Over the years, assisted reproduction therapy (ART) — including in vitro fertilization (IVF) and fertility medication — has become much more widespread and its success rates have increased.
As an example, depending on the woman’s age and the clinic involved, success rates of IVF in the U.S. range from 13–43 percent.
An initial uptick in ART success rates was thanks to improved methods of picking out embryos with the highest chances of survival. But more recently, success rates have started to stagnate.
Vitamin D and reproduction
Researchers believe that there is room for improvement in ART success rates. A range of potential factors are being explored, and some scientists have turned their attention to the potential role of vitamin D.
The vast majority of our vitamin D supply is generated in our skin after exposure to sunlight. This means that individuals who live in colder or darker environments are more susceptible to lower vitamin D levels, as are people with darker skin, those who regularly wear clothes covering the majority of their skin, and those who rarely go outside.
A link between vitamin D and fertility has been theorized based on a number of observations.

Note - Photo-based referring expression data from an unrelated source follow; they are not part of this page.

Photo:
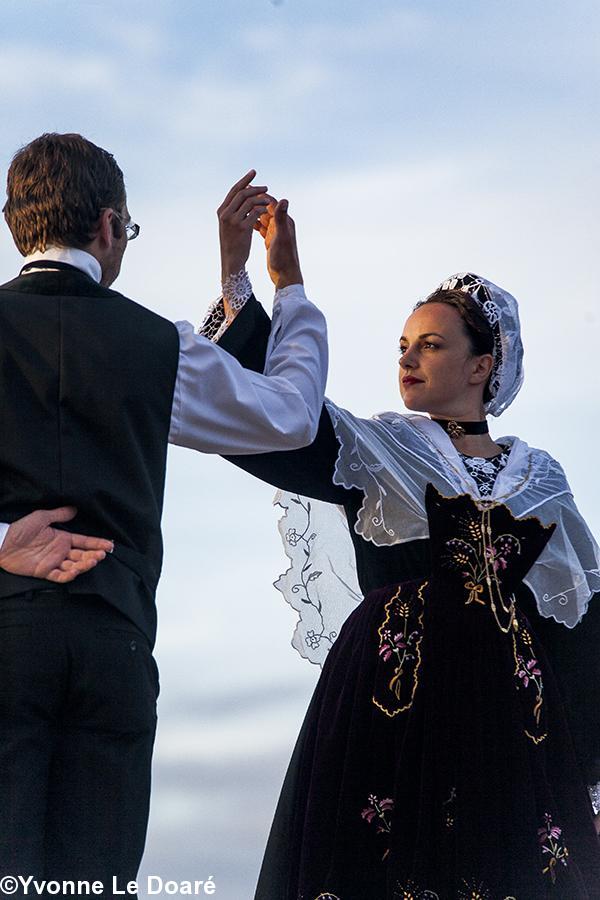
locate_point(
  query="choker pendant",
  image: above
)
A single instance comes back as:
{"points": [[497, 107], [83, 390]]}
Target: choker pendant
{"points": [[459, 429]]}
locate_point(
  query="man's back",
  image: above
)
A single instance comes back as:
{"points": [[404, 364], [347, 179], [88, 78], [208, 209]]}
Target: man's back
{"points": [[85, 408]]}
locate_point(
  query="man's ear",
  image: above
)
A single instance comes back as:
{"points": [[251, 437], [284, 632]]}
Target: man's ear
{"points": [[108, 228]]}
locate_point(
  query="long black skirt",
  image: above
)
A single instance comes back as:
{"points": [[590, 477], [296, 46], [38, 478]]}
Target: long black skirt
{"points": [[435, 761]]}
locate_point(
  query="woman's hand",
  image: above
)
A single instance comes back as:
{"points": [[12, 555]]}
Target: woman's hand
{"points": [[238, 214], [279, 232]]}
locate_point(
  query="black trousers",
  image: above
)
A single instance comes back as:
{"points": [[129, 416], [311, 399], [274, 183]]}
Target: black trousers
{"points": [[78, 690]]}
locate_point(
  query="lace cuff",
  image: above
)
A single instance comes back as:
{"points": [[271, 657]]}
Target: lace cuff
{"points": [[237, 289], [594, 790]]}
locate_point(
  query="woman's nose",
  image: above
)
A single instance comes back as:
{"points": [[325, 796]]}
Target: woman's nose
{"points": [[408, 360]]}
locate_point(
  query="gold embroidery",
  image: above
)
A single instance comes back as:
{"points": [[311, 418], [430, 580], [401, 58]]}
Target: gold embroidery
{"points": [[395, 640]]}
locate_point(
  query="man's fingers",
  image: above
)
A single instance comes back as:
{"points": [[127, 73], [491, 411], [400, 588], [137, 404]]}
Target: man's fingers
{"points": [[238, 186], [253, 217], [236, 201], [280, 212], [249, 206], [87, 542], [78, 555]]}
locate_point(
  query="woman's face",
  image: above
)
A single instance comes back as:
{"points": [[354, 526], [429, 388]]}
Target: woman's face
{"points": [[438, 373]]}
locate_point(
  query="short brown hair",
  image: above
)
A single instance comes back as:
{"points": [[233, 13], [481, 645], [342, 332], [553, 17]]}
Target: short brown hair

For instance, vitamin D receptors and enzymes have been found in the endometrium. Also, in animal studies, vitamin D deficiency causes poorer fertility and reduced function of the reproductive organs.

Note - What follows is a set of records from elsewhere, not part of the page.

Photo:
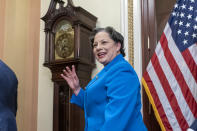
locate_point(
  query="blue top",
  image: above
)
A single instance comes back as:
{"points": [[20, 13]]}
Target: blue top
{"points": [[8, 98], [112, 100]]}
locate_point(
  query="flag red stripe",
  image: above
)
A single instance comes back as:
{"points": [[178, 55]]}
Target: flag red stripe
{"points": [[169, 93], [178, 75], [190, 62], [157, 102]]}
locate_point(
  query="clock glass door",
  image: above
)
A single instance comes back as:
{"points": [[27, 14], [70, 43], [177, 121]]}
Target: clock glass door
{"points": [[64, 40]]}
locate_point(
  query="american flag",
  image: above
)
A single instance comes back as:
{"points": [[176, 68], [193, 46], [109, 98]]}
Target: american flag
{"points": [[170, 79]]}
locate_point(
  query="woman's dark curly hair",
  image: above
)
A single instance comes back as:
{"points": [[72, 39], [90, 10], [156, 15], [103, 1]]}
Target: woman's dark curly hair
{"points": [[114, 35]]}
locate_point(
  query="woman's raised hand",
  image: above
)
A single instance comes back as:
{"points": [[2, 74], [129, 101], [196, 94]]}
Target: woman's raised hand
{"points": [[72, 79]]}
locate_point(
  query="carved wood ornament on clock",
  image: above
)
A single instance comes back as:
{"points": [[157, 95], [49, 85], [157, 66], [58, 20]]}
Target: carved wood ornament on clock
{"points": [[67, 30]]}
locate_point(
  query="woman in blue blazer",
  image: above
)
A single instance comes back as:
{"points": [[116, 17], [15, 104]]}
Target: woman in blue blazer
{"points": [[111, 101]]}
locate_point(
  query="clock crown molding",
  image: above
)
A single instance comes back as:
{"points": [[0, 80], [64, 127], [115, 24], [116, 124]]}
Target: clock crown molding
{"points": [[76, 15]]}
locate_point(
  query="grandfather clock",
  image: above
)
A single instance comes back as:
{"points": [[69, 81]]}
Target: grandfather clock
{"points": [[67, 30]]}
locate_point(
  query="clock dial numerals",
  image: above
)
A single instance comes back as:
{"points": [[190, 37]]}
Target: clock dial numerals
{"points": [[64, 40]]}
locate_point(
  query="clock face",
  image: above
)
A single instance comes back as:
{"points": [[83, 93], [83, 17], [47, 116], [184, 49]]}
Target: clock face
{"points": [[64, 40]]}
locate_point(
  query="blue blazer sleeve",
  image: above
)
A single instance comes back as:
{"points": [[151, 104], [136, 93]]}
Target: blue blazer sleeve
{"points": [[123, 94], [79, 99]]}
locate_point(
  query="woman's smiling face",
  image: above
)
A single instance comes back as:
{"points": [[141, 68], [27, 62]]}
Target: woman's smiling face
{"points": [[104, 48]]}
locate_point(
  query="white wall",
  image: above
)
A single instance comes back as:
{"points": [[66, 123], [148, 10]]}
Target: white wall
{"points": [[109, 14]]}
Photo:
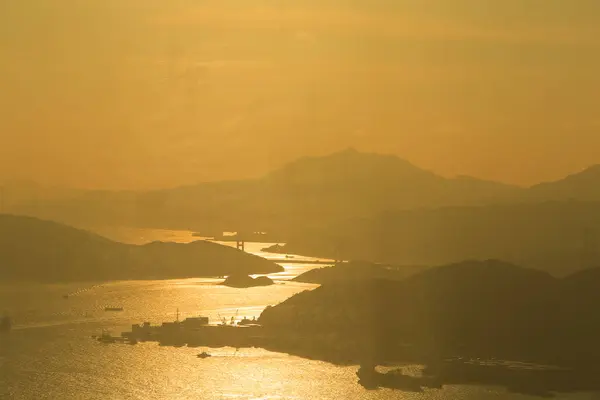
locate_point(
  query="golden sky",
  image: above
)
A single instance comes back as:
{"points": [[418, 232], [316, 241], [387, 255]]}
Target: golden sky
{"points": [[154, 93]]}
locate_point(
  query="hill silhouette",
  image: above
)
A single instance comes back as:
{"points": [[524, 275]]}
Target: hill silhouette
{"points": [[474, 309], [558, 237], [37, 250], [584, 185], [309, 192]]}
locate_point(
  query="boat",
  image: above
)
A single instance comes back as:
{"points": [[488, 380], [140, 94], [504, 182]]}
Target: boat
{"points": [[247, 321], [106, 338], [5, 324]]}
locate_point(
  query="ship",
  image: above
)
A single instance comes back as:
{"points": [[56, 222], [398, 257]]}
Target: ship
{"points": [[5, 324]]}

Researchers from the University of Birmingham and Birmingham Women’s and Children’s National Health Service (NHS) Foundation Trust, both in the United Kingdom, decided to take a look at existing data to probe the links further.
They carried out a meta-analysis, reopening 11 studies including 2,700 women undergoing ART. Their findings are published this week in the journal Human Reproduction.

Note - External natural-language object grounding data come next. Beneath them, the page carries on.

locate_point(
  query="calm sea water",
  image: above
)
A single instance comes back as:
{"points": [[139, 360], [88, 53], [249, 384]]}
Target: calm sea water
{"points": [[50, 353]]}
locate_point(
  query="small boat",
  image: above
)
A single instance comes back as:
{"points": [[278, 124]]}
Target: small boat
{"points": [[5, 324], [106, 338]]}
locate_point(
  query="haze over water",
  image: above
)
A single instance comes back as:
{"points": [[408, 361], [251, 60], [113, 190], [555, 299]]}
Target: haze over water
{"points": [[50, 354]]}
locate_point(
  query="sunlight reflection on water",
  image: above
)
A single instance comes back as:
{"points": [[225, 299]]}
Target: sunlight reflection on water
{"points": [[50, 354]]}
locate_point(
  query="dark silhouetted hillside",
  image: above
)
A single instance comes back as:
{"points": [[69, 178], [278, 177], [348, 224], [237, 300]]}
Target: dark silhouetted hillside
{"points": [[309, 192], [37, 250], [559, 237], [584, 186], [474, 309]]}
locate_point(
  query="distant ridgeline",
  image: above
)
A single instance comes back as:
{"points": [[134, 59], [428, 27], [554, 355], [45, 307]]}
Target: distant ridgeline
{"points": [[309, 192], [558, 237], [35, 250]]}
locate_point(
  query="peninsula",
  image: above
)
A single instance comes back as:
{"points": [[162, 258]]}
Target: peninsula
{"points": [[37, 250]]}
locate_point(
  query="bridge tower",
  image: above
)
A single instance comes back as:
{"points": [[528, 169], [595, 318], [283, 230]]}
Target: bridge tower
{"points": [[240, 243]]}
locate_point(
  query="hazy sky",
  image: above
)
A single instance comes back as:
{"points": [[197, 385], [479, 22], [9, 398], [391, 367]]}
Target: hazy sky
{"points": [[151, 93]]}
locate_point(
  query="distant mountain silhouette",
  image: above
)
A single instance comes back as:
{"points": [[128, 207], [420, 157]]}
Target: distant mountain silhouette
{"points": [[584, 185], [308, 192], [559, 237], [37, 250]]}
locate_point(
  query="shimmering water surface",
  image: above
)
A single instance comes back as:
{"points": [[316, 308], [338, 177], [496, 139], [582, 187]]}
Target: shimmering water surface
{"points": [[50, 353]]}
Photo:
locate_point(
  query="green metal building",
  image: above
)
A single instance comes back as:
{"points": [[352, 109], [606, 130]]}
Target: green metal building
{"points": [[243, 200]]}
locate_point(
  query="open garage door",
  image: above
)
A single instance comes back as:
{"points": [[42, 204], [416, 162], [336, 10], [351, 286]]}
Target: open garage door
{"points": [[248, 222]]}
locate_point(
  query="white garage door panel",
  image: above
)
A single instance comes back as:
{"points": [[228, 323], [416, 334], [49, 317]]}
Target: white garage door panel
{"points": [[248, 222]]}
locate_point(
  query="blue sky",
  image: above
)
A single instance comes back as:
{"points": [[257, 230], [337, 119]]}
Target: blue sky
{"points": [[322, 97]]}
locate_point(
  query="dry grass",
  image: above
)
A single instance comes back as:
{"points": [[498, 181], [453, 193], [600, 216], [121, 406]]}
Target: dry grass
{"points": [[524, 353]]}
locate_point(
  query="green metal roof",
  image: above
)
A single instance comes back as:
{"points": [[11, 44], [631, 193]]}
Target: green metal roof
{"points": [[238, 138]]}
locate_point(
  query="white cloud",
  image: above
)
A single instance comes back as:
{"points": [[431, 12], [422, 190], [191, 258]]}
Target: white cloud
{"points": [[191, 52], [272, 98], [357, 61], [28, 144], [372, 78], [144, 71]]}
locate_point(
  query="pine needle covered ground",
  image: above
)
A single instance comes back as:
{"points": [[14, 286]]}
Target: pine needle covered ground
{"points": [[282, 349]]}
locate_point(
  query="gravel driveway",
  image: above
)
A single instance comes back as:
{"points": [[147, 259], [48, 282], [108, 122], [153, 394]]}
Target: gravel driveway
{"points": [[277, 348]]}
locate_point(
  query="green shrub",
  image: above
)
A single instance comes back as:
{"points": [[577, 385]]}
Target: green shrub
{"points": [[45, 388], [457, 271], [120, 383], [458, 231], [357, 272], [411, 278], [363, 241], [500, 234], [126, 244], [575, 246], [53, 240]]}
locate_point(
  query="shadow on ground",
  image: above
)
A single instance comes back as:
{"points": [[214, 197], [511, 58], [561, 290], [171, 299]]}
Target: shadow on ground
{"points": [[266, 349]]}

Vitamin D deficiency and lower success rates
The featured studies involved women undergoing IVF or intracytoplasmic sperm injection, frozen embryo transfer, or both.
All the participants’ vitamin D levels were checked by blood test. Vitamin D concentrations of more than 75 nanomoles per liter of blood were considered as sufficient, under 75 nanomoles per liter of blood as insufficient, and under 50 nanomoles per liter of blood as deficient.
The analysis showed that procedures in women with adequate vitamin D levels were one third more likely to lead to live births than in women who were deficient.
When the researchers looked at positive pregnancy tests and clinical pregnancies — that is, where a heartbeat can be detected — rather than live births, the results were similar.
When compared with women who had insufficient vitamin D concentrations, those with sufficient amounts were 46 percent more likely to have a clinical pregnancy, and 34 percent more likely to have a positive pregnancy test result.
The analysis showed no associations between miscarriage and vitamin D concentrations.
“One startling finding was the high prevalence of vitamin D deficiency among these women. We found that only 26 percent of women in the studies had sufficient concentrations of vitamin D; 35 percent had deficient concentrations, and 45 percent had insufficient concentrations.”
Study co-author Dr. Ioannis Gallos
The researchers are quick to explain the study’s limitations. Team leader Dr. Justin Chu says, “Although an association has been identified, the beneficial effect of correction of vitamin D deficiency or insufficiency needs to be tested by performing a clinical trial.”
He also adds an important note of caution. “In the meantime,” he says, “women who want to achieve a successful pregnancy should not rush off to their local pharmacy to buy vitamin D supplements until we know more about its effects.”
“It is possible to overdose on vitamin D and this can lead to too much calcium building up in the body, which can weaken bones and damage the heart and kidneys,” he explains.
This current analysis backs up the theory that vitamin D plays an important role in fertilization and pregnancy. Its exact role is still not understood, and the optimum blood concentrations are not yet known. However, testing for vitamin D is relatively simple and cost-effective, so further studies are sure to follow.